また、特定空家に指定されないためにも、済む人を探す・売却する・撤去する・何かに活用するなど、空き家を放置しない対策が必要になります。
空き家の相続について
そもそも空き家を相続する必要があるの?
と思われる方も多いと思いますが、被相続人(家族)の遺産については資産価値があるものも無いものも相続人が話し合って相続することになります。
資産価値がある空き家の場合であれば、相続した人が住む、売却や賃貸にするということもできます。
しかし、資産価値がない空き家を相続した場合どうして良いか分からず手つかずになり放置してしまうケースも少なくありません。
資産価値がない空き家でも固定資産税などは発生しますし、放置することで特定空家に指定される可能性もあります。
空き家を相続したくない場合には「相続放棄」を行うのもひとつですが、相続放棄を行う場合、遺産分割協議の参加もできなくなり、他の遺産があった場合も受け取れなくなってしまいます。
相続放棄の詳細はコチラをご参考下さい。↓
リンク:(相続放棄と自己破産)
また民法940条では、相続放棄した者は、放棄によって相続人となった者が相続財産の管理を始めることができるまで自己の財産におけるのと同一の注意をもってその財産の管理を継続しなければならない。
と定めてあり、相続放棄をしても空き家の管理における責任を回避することが難しく、根本的な問題の解決にならない可能性があります。
相続土地国庫帰属制度
2023年4月に施行された「相続土地国庫帰属制度」は、相続した土地を活用する予定がない、管理が必要だが負担が大きくどうすることもできないなど、相続や遺贈で土地を取得した一定の要件を満たす人が国庫に帰属させることを可能とした制度です。
※一定の要件
相続や遺贈で取得した土地であること
共有名義の土地の場合、共有者全員が同意していること
売却事由に該当している土地ではないこと(建物が建っている土地ではないこと)
空き家の場合、更地にすることが前提になります。
詳細は法務省ホームページをご参考下さい。
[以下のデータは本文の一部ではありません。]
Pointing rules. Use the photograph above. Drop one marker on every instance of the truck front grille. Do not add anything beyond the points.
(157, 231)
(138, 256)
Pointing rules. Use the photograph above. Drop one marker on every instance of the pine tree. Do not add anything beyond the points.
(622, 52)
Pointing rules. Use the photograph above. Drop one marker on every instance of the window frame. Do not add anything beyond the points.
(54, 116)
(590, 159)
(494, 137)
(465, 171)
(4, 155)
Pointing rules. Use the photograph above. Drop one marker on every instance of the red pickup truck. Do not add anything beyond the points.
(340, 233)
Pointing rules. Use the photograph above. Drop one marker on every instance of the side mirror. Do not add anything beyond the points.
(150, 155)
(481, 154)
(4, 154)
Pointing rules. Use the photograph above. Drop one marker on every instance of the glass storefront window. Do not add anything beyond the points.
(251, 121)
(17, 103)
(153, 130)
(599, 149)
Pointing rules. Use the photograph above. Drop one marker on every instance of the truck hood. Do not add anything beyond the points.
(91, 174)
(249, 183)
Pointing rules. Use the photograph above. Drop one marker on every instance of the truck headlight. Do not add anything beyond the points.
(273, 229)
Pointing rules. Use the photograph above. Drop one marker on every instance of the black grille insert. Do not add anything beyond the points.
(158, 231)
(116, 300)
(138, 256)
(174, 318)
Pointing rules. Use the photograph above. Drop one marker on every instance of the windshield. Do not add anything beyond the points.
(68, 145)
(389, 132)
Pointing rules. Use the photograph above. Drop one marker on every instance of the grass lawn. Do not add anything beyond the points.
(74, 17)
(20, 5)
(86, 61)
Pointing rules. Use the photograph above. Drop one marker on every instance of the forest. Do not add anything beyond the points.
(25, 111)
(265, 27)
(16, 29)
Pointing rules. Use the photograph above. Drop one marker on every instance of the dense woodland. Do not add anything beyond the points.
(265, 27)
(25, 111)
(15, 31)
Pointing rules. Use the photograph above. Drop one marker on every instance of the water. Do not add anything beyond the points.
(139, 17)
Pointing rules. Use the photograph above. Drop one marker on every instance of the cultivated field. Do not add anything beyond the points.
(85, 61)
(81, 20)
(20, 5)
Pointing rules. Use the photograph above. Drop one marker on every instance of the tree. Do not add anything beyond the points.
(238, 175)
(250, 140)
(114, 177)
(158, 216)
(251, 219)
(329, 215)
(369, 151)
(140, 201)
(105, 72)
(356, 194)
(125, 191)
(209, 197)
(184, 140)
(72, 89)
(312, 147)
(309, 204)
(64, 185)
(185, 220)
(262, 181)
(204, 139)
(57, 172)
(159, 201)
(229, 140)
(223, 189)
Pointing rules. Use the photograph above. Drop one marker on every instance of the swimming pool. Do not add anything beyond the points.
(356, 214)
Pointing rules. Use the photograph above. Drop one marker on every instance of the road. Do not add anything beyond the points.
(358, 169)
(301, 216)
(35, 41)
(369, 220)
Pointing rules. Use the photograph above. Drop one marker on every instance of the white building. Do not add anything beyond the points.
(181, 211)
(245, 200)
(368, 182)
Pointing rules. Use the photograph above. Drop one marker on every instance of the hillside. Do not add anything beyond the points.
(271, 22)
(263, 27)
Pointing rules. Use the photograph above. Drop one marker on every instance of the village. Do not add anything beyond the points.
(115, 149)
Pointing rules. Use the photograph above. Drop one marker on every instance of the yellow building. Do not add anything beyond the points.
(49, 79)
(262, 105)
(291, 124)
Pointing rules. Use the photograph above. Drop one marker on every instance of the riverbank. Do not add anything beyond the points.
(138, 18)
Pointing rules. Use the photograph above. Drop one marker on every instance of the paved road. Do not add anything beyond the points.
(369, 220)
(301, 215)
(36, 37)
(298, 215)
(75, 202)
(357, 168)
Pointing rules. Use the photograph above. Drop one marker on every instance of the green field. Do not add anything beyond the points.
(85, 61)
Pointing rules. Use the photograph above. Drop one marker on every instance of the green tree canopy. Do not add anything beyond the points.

↓
(https://www.moj.go.jp/MINJI/minji05_00454.html)
空き家の処分にお困りの場合は相続土地国庫帰属制度を利用されるのもひとつです。
エピローグ
大切な家族から譲り受けた財産が実家の場合、感慨深いものがあります。
その実家を放置してしまい特定空家に指定されるのはとても悲しいことですよね。
まず、特定空家に指定されないよう解決策を見つけることが必要です。
自身で解決が難しい場合は、法律の専門家(司法書士・弁護士等)に相談することも可能ですので、お悩みの際は法律の専門家に相談されることをお勧めします。